Based on their victory in 2010, “Team Oracle” automatically has a spot clinched in the San Francisco edition of the America’s Cup Finals which won’t be held until September 2013. This race will pit “The Defender” (Team Oracle) versus “The Challenger”. The Challenger must earn the right to compete one-on-one with Team Oracle by winning what’s called the Louis Vuitton Cup. This event will be held in San Francisco from July 4th – September 1, 2013, and will consist of four boats from around the world battling it out in the Bay until one boat moves on to face Team Oracle.

As is often the case in the sport of sailing, Ellison and his team’s 2010 America’s Cup victory did not come without a great deal of controversy. Long story short, Ellison and Bertarelli became tangled in an ugly lawsuit leading up to their America’s Cup Final race. The argument was essentially a debate over the rules, and by the end of the suit, a fair agreement was never truly reached. Believe it or not, the two teams didn’t even race the same style of boat in the America’s Cup Final. Bertarelli’s Swiss team ended up sailing a catamaran while Ellison’s crew sailed a trimaran. As it turned out, Ellison’s three-hulled boat proved faster than Bertarelli’s two-hulled boat.

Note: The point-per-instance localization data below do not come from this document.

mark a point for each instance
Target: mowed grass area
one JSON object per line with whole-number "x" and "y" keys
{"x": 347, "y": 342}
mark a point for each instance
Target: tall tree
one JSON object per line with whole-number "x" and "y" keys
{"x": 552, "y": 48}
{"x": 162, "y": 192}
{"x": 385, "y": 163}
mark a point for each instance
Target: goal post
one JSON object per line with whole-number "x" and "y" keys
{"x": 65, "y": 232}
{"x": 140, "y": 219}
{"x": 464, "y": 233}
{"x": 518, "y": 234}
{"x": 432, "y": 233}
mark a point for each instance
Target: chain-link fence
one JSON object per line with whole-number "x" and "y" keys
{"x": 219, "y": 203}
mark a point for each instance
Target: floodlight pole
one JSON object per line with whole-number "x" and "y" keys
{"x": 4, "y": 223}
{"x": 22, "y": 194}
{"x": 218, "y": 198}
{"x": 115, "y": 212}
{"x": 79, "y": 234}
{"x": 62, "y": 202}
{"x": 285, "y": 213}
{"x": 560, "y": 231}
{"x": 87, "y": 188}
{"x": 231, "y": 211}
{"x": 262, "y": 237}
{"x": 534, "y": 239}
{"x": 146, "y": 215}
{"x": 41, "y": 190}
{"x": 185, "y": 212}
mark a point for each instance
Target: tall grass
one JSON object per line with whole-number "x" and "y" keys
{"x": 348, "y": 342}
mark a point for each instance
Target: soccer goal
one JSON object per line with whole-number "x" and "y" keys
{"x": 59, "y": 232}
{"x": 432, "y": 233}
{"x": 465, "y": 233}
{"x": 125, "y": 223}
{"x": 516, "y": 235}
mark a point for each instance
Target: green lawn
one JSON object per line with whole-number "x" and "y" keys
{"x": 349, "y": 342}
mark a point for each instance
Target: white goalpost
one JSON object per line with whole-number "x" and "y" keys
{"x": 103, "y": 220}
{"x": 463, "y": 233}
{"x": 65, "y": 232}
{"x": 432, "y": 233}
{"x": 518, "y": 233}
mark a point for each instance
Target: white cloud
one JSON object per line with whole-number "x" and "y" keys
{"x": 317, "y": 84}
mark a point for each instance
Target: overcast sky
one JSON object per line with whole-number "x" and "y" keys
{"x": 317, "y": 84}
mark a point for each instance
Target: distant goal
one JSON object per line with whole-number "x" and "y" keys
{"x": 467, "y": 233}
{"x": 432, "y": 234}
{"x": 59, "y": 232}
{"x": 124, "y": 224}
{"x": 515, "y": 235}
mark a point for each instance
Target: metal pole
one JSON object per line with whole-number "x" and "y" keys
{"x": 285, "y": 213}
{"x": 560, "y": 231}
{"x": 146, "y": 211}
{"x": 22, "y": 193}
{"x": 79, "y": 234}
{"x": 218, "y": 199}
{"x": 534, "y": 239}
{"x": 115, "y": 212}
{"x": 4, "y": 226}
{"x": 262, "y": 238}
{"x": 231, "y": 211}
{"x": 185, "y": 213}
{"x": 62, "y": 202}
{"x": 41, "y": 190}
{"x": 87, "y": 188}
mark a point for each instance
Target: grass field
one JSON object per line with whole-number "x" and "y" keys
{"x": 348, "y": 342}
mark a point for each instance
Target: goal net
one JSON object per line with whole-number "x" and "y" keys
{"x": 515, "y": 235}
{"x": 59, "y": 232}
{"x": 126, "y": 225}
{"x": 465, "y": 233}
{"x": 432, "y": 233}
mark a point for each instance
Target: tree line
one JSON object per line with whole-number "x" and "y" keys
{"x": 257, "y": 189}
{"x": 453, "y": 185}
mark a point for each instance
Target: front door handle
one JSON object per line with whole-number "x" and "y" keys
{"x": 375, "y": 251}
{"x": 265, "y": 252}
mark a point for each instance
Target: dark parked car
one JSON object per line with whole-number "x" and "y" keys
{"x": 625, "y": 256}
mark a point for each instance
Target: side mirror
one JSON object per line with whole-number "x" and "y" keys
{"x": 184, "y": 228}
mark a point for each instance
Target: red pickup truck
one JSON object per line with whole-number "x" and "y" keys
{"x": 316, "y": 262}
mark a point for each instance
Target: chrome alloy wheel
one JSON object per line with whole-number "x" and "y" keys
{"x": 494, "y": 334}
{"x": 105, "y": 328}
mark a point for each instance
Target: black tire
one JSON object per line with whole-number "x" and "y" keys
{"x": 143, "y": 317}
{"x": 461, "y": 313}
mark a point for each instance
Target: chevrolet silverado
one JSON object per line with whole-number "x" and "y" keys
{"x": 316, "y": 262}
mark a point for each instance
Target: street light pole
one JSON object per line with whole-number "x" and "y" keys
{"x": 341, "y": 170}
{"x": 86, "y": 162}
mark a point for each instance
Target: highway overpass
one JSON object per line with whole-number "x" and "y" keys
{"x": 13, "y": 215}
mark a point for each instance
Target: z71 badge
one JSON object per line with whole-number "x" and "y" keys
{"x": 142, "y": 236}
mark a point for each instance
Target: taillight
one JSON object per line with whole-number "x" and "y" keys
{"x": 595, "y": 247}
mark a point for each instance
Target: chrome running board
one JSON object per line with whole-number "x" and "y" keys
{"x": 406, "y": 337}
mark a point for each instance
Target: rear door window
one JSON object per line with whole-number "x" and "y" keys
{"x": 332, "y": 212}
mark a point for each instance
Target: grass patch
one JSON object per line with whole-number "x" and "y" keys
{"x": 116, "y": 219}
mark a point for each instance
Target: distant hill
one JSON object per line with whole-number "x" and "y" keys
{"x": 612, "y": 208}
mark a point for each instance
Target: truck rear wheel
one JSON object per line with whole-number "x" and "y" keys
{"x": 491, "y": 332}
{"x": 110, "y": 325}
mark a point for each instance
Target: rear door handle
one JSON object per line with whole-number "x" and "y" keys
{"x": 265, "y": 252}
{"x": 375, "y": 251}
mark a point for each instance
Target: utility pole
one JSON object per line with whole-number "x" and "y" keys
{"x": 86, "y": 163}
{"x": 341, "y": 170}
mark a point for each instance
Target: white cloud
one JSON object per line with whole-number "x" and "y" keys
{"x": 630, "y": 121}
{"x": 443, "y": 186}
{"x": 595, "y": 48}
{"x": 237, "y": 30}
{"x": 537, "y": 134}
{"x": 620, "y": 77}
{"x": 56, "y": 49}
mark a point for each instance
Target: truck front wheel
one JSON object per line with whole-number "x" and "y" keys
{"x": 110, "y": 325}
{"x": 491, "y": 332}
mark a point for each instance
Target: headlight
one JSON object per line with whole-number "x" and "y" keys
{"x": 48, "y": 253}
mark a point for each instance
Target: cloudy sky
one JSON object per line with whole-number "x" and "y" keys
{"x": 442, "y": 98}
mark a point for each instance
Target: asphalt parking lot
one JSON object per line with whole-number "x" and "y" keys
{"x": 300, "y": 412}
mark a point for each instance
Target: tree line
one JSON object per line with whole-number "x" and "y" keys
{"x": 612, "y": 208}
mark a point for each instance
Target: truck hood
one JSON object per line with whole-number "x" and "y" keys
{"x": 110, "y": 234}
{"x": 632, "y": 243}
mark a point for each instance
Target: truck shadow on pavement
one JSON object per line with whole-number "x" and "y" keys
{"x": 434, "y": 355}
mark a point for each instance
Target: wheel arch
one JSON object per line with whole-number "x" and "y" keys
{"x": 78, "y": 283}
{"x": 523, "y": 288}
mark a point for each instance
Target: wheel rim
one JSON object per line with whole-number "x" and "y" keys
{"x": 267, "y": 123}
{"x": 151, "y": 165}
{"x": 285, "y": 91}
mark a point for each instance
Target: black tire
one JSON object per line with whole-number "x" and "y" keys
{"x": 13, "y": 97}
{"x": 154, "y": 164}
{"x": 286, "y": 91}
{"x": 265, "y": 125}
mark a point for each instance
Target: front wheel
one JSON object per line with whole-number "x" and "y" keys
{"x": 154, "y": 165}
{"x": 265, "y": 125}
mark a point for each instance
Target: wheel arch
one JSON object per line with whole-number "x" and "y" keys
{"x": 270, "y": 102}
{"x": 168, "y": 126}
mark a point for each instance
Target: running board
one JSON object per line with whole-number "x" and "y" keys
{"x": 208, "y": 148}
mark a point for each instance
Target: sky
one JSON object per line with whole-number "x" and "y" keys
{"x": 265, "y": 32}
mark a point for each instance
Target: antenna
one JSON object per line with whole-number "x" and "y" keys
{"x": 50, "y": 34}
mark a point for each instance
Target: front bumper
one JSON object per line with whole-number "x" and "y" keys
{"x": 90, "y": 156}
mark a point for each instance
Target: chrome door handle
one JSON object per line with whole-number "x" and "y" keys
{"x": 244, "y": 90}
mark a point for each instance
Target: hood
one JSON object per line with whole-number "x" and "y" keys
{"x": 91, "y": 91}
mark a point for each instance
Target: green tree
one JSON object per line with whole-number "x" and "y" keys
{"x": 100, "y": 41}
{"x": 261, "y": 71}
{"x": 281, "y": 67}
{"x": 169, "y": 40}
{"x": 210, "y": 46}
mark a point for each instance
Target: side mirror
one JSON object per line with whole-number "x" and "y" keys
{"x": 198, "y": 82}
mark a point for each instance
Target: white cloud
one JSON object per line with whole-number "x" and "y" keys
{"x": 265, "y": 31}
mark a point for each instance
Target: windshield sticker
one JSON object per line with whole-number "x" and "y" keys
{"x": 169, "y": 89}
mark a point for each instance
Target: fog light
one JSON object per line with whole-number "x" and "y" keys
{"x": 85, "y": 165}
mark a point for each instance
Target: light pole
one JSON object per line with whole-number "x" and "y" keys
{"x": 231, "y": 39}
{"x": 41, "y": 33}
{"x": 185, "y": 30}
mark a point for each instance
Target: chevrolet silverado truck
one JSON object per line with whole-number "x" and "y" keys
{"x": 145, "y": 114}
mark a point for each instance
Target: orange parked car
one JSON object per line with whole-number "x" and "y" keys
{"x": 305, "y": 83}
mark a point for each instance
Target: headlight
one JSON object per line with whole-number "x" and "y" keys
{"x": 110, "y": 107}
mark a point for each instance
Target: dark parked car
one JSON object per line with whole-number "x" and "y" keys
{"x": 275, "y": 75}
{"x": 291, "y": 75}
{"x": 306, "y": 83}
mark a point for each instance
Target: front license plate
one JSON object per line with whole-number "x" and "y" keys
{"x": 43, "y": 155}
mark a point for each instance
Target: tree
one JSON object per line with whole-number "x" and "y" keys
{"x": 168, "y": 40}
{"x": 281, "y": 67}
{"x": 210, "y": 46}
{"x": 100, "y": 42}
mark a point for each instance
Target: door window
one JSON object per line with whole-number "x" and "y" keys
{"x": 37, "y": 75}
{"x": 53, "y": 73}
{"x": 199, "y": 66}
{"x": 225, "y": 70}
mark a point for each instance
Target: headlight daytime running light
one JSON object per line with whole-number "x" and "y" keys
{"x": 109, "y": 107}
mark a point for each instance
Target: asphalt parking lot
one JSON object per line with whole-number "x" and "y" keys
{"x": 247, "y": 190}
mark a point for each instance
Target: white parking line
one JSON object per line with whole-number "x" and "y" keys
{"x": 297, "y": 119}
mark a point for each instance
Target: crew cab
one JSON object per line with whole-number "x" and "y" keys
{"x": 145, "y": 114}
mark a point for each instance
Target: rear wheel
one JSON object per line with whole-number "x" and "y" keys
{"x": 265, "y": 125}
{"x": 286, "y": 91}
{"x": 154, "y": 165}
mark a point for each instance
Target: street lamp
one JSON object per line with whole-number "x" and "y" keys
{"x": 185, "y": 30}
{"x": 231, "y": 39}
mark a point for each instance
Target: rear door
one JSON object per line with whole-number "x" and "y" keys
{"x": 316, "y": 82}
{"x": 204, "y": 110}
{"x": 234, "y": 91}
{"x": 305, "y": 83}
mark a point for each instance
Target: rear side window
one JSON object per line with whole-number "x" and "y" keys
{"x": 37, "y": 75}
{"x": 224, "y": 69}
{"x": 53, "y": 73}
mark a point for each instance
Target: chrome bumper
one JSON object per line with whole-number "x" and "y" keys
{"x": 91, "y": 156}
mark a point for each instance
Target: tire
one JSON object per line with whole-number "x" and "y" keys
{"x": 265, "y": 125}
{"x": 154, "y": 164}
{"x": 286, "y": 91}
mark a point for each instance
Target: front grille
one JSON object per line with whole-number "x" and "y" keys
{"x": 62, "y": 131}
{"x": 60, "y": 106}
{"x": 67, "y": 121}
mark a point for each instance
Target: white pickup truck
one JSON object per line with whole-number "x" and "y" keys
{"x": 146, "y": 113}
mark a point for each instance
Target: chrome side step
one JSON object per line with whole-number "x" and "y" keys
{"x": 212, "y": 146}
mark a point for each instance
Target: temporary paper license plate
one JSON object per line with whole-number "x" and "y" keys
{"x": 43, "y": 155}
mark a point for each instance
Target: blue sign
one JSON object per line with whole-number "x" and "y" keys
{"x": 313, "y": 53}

Unsurprisingly, Bertarelli will not be competing in next year’s Louis Vuitton Cup. Unfortunately, various other teams are also opting to stay home and not attend Ellison’s party. It was originally thought that up to 15 teams would be arriving in San Francisco in 2013 to compete for a chance at the America’s Cup. Many speculated that this influx of foreign money could be prove to be a boon for city of San Francisco, even despite the up front investment the city has spent on infrastructure. As it stands today, the four teams scheduled to sail in the Louis Vuitton Cup include Artemis Racing (Sweden), Emirates Team New Zealand (New Zealand), Luna Rossa Challenge (Italy) and Team Korea (Korea).

Teams must pay an exorbitant amount of money to build a competitive boat and acquire a sufficient amount of sponsorship dollars to compete in the America’s Cup. In Ellison’s defense, he and race officials have worked toward making next year’s America’s Cup more fair than in year’s past. For starters, all entrants must sail 75-foot catamarans that possess similar specifications. Regardless, all the talk of the 2013 America’s Cup being akin to a Super Bowl or World Cup is beginning to seem overblown.

Whether or not the Louis Vuitton Cup and the America’s Cup Finals will be a boon or a bust remains to be seen. Four teams have RSVP’d and it is rumored that the list may dwindle down to three by the race’s opening gun. What we do know for sure, however, is that the America’s Cup World Series is still in good health. 11 state-of-the-art boats from around the world will be sailing into The Bay later this month to showcase the sport in the best way they know how.

Even if you don’t know the first thing about how to “jibe”, “tack”, or “hike-out”, grab your dearest set of binoculars, your iPhone to track the race online, and your favorite pair of seersucker shorts. After a 161 year wait, America’s Cup sailing is coming to San Francisco.